While the bookfair continued throughout the day a group of éirígí activists in west Dublin’s Clondalkin braved the rain and wind to stage the first in a series of local area protests against both British royal visits to Ireland and the ongoing occupation of the six counties. The protest, which attracted regular supportive car horn beeps from passing motorists, was the first public protest by éirigi in this area of Dublin.
Several hundred leaflets were distributed to pedestrians and motorists alike during the course of the one-hour protest. éirígí chairperson Brian Leeson, who was at the protest, commented on how it was another positive step in éirígi’s development,
‘While we have previously distributed 1916 Proclamations and other éirígi material to thousands of homes in the Clondalkin area this is the first time that we have had a public protest in the area. This part of Dublin has historically had a large republican constituency and to judge by the positive reaction of people here today that hasn’t changed.’
Brian continued by encouraging people in Clondalkin to become involved in supporting éirígí campaigns in the area, ‘Over the course of the last couple of months éirígí has begun to develop a local organisation in the Clondalkin and Lucan area. I’d like to take this opportunity to ask republicans and socialists living here to get involved in supporting us as we build popular opposition to both the British occupation and the current socio-economic system.’
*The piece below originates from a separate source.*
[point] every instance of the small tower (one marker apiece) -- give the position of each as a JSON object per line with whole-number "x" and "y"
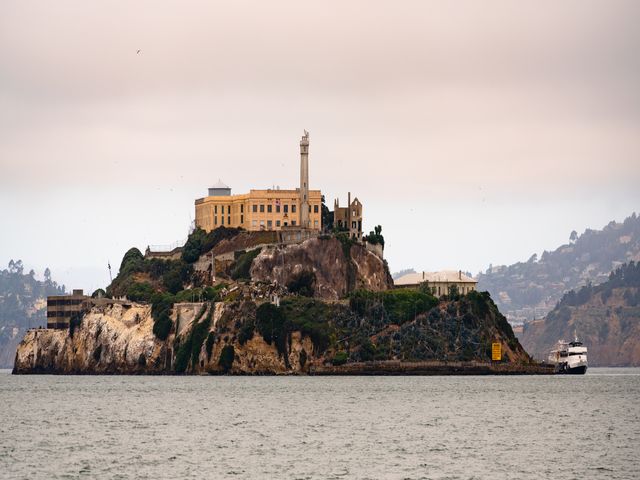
{"x": 304, "y": 180}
On Saturday evening up to 150 people attended an éirígí function in the Ayrefield social centre in Coolock on Dublin’s northside. The event was organised to commemorate the 150th anniversary of the founding of the Irish Republican Brotherhood on St Patrick’s Day in 1858.
While the musicians took a well deserved break éirígí’s Breandán Mac Cionnaith gave a brief summary of the foundation and history of the Fenian movement before asking for a minute’s silence in memory of Rosemary Nelson who was murdered by a pro-British death squad on March 15, 1999.